Cidades PCC não entrou em guerra contra aliada no CE por ser menor, diz MP

PCC não entrou em guerra contra aliada no CE por ser menor, diz MP

Facção criminosa Guardiões do Estado teria 15 mil membros no Ceará, enquanto Primeiro Comando da Capital contava com mil integrantes

Denúncia PCC

Trecho sobre quantidade de membros do GDE e PCC

Trecho sobre quantidade de membros do GDE e PCC

Reprodução/MP-SP

A facção criminosa PCC (Primeiro Comando da Capital) tem pouco mais de mil integrantes no Ceará, enquanto a principal aliada da organização no Estado, a GDE (Guardiões do Estado), tem 15 mil membros. Essa diferença foi o motivo para os dois grupos não entrarem em guerra no ano de 2017.

Essa informação foi obtida pelo MP-SP (Ministério Público do Estado de São Paulo), por meio de uma interceptação telefônica entre supostos integrantes do Primeiro Comando da Capital. Na conversa, um suposto líder do PCC questiona sobre os números de integrantes das duas facções.

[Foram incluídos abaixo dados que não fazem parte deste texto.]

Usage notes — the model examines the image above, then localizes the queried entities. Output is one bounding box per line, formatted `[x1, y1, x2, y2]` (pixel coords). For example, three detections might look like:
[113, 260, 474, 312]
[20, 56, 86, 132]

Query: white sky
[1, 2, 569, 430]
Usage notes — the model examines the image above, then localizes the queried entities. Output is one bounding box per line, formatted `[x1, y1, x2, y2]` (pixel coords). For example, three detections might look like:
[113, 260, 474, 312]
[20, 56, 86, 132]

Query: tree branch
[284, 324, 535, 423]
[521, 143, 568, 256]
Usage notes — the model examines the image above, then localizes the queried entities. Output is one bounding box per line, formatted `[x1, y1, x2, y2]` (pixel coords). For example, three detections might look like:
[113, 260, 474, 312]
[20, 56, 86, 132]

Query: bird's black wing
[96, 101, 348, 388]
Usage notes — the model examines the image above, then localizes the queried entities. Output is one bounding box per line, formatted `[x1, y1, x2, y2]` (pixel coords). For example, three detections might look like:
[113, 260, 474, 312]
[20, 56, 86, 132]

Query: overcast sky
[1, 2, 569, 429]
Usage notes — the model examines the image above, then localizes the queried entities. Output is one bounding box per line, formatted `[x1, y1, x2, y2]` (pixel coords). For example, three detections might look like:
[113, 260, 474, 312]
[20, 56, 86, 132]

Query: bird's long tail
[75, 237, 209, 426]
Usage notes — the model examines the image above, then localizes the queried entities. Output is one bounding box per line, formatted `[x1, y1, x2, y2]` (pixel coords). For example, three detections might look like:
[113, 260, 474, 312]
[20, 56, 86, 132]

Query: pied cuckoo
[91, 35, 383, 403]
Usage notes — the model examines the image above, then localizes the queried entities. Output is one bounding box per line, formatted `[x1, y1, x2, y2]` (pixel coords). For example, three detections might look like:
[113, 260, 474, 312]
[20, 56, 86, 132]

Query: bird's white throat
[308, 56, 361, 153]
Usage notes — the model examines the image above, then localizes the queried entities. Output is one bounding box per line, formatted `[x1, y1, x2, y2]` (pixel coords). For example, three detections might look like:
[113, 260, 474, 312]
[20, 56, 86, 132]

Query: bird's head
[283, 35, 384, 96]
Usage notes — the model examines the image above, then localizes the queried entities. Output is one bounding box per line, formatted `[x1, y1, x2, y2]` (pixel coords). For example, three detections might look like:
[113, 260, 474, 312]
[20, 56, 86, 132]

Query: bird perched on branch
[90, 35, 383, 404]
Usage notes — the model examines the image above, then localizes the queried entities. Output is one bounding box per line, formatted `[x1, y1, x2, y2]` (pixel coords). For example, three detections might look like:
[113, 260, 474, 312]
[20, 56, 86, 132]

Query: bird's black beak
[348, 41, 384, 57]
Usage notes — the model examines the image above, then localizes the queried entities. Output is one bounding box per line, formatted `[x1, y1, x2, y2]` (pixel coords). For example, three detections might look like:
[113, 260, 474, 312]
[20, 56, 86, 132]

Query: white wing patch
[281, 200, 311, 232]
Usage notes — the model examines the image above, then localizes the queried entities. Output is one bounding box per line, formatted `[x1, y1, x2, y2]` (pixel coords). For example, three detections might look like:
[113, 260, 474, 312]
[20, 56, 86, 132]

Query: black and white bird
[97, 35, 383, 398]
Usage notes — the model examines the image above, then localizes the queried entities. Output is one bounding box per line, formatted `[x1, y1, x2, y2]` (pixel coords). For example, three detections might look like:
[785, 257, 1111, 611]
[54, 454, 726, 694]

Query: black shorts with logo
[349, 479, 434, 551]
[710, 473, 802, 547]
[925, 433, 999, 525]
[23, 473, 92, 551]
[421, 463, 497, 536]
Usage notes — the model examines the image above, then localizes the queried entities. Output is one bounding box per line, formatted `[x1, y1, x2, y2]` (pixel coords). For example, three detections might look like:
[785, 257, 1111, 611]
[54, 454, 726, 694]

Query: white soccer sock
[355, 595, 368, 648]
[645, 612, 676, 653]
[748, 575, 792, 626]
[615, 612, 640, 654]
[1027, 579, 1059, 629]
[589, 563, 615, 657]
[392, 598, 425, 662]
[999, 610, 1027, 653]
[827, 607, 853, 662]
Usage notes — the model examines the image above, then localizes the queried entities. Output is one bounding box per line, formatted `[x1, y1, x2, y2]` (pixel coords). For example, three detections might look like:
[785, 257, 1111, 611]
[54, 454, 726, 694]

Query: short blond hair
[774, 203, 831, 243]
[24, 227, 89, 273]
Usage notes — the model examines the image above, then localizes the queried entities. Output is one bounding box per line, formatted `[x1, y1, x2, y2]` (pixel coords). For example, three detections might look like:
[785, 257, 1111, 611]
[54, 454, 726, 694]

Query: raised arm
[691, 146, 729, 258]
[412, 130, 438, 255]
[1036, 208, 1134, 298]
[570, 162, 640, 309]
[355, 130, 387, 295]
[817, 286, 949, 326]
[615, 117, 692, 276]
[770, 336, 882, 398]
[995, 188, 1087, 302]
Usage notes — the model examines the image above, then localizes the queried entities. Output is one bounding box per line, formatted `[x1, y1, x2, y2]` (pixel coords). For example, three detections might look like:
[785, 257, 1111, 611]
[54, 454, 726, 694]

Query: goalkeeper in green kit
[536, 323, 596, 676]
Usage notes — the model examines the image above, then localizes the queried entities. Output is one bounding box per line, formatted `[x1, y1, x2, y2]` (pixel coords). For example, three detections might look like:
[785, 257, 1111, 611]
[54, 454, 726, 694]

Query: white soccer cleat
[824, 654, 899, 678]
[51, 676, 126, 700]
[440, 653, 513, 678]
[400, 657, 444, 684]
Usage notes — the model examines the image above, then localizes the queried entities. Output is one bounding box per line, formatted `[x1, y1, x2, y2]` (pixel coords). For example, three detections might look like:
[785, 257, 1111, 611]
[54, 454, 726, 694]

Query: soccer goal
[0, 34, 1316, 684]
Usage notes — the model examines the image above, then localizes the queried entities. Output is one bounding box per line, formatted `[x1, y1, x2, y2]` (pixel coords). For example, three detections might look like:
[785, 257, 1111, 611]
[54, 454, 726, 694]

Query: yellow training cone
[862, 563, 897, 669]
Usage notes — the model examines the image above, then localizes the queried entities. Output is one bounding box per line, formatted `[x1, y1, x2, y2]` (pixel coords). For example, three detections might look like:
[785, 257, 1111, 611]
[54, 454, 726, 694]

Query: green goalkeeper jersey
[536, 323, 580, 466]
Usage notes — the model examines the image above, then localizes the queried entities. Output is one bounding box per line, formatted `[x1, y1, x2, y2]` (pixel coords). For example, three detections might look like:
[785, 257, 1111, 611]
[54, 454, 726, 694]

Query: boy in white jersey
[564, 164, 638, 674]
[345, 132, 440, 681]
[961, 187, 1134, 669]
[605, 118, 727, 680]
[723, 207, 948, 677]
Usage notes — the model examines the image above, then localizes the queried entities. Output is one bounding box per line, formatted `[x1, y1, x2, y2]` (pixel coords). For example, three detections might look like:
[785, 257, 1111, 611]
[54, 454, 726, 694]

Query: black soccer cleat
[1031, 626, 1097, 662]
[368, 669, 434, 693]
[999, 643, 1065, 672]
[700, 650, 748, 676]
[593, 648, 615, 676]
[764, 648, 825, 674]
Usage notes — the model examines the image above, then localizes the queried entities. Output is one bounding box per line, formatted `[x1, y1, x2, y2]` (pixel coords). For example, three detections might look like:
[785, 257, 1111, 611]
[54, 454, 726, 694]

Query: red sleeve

“Mil e pouco, como é que nós vamos declarar uma guerra com eles? Nós não podemos, não é o momento ainda”, disse o homem apontado como líder. “É, estou ligado. É a mesma coisa de se suicidar, né?”, respondeu o outro homem da ligação. Segundo o MP-SP, o telefonema, com participações de outros integrantes do PCC, foi realizado às 12h09 do dia 19 de novembro do ano passado.

Os membros do Primeiro Comando da Capital ainda comentam e demostram desconforto sobre a forma de cooptar integrantes na facção aliada. “Os caras batizam qualquer um. Você não viu que o CV [Comando Vermelho] matou quatro moleques deles esses dias aí, de 12, 13 anos?”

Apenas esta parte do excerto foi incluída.